# What is your opinion on the Aqueon Betta Bowl Plus Water Conditioner?



## ArcticRain (Aug 11, 2011)

I went to Petco today to buy some Water Conditioner. I have heard people say that Prime is the best, but they didn't have any. I spent 30 minuets there and ended up buying, Aqueon Betta Bowl Plus. 

Is this a good Water Conditioner? 
The dosing on the bottle says 1tsp for every 1 gallon, Is this a good amount? 
How long should i wait to put the fish in his tank after putting in the conditioner?

By the way, my tank is a 2.5 gallon, filtered and heated. 
Please any information would be helpful. Thank you!


----------



## Tikibirds (May 26, 2011)

i have used it without any issues, although i normally use stress coat. I out the fish in after they floated in their cups for a few minutes.


----------



## Banicks (Aug 20, 2011)

I'm not familar with it.
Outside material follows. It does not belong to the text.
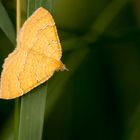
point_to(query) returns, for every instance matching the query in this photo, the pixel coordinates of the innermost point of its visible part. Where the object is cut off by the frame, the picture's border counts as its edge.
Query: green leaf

But I personally can recommend API Stress Coat or Sera Aquatan Water Conditioner


----------



## Tisia (Mar 15, 2011)

most betta conditioners just seem to be diluted down versions of the normal ones. looks decent, but the regular aqueon conditioner would give you more bang for the buck since it's a more concentrated formula


----------



## audjree (Jul 8, 2011)

i used to use that one because it came with the aqueon betta pellets, but it ran out so quickly because the amount is only good for around 6 gallons of water. but, i didn't have any other problems with it. 

now, i use prime and API stress coat+.


----------